I am going through an OPAMP Voltage follower/Buffer Circuit.
I have 1 question regarding this Voltage follower circuit using OP-AMP and 2 questions in general regarding OP-AMP:
- Let's say my Vcc rails of the OP-AMP are +5V and 0V. And I am giving a constant Vin=2V to the Non-inverting terminal of the OP-AMP and the Output terminal of the OP-AMP is fedback to the Inverting terminal without any feedback resistance.
I know, since this is a voltage follower circuit, the Output voltage follows the input voltage until the input voltage hits the saturation voltage (Vcc) of the OP-AMP.
But how does the voltages start initially?
Like, at the start, the voltage at the output terminal is 0V and 0V is at the Inverting terminal as well.
Now, we give the Vcc power to the OP-AMP and the Input voltage to the non-inverting terminal.
Vcc=+5V. And Vin=2V.
Since the voltage at the non-inverting terminal is greater than the voltage at the inverting terminal, in this case, 2V and 0V, the Output should go to the saturation voltage, right? (Assuming this OP-AMP has high enough gain say 10000)
So, the output goes to 5V and then this 5V is fedback to the inverting terminal which then makes the output go to negative saturation and hence output 0V (as -Vcc = 0V)
Where am I going wrong with the Voltage follower operation? In my understanding, the output still swings from +Vcc to -Vcc only.
I can understand the circuit with the Help of Math and the equations of Gain and the resistors of Feedback and so on. But when understanding with the intuitive working, I am misunderstanding.
Please tell me how this voltage follower works at the initial start-up and how the output follows the input without any math or equations.
- The Ideal characteristic of OP-AMP is that the differential voltage between the input terminals is 0V.
But in the real world, we give different input voltages to the terminals so as to amplify the difference between them, right?
If an ideal OP-AMP maintains the differential voltage between the input as 0V, then the OP-AMP can't amplify the differential voltage between the terminals, right?
Isn't this contradictory to the actual purpose of the OP-AMP?
What am I missing here?
Last question,
- The OP-AMP has high input impedance and Low output impedance. This means that the OP-AMP input terminals does not have any input currents drawn from the source.
And Low output impedance means, that it can produces how much ever current the load requires? Is there a limitation of how much current the OP-AMP can source?

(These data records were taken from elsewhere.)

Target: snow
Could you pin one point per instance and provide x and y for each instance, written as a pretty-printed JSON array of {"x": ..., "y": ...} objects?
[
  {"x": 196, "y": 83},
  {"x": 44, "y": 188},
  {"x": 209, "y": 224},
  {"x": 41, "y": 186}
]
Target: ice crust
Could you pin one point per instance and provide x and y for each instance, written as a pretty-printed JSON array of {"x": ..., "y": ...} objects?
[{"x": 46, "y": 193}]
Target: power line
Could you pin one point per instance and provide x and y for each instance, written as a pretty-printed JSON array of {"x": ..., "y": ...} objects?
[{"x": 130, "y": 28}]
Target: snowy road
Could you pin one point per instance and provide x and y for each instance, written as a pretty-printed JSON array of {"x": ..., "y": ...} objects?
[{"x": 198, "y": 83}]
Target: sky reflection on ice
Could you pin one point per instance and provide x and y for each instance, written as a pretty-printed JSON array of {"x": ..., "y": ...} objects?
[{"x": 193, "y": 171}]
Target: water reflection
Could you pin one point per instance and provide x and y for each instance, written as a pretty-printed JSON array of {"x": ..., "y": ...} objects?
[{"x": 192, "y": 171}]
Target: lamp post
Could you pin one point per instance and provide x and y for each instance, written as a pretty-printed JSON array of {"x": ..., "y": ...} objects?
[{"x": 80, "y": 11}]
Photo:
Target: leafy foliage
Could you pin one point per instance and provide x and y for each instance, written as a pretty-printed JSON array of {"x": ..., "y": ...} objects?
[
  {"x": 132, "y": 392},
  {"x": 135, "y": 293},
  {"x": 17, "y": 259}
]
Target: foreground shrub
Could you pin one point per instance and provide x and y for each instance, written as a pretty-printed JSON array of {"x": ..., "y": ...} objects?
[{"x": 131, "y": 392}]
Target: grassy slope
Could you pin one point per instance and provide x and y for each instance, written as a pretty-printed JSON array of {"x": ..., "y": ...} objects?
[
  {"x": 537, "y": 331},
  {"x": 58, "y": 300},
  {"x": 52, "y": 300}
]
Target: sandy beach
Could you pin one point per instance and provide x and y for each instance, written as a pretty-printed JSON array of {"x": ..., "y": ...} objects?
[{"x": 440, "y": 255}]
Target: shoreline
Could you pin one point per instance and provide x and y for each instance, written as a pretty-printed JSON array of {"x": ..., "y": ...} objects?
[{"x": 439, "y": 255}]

And the output current to the load comes from the +Vcc power terminals of the OP-AMP right? Is there a limitation to the amount of current the OP-AMP can provide?
Best Answer
1) The opamp output doesn't follow gain*input_differential immediately, it takes some time, due to both bandwidth and slew rate limitations. That delay gives the time for the amplifier to find the 'correct' voltage.
What happens if it overshoots again and again? This is a thing in any amplifier circuit, stability. Most opamps take care of it by hiding the details from you, and using a dominant pole to give you unity gain stability. This means that most noobs can just wire an opamp and it will be stable. The cost of this ease of use is an amplifier that's slower than it could be. Professionals often use uncompensated opamps, which are faster, but need stability thinking about. It's still possible to get a 'unity gain stable' opamp to be unstable accidentally, but it usually takes a more complicated circuit than a follower to do it.
2) In an ideal opamp, gain is infinite. In a real opamp, gain is very, very large. For a given output, the input will settle to output/gain. As gain approaches infinity, the input approaches zero, which we can approximate to zero with little error. Usually the DC error we get from offsets exceeds the error due to finite gain, so it's rarely the error we have to worry about first. If we compare two opamps with gains of say 100,000 and 1,000,000 each producing 1 V output, then one will have 10 μV input error, the other 1 μV. However, they may have several mV input error due to input offset voltage, which then changes at several μV per degree change in temperature.
3) Output source current comes from the +ve rail, output sink current goes to the -ve rail. There is a maximum for both of these currents. In keeping with ease of use, most opamps will actively limit how much current they will source or sink in the case of an output short circuit, so that they will survive brief accidents with the trailing 'scope probe ground. The specifications for any given amplifier will detail how much they are expected to produce while staying within specification, and what they will limit at.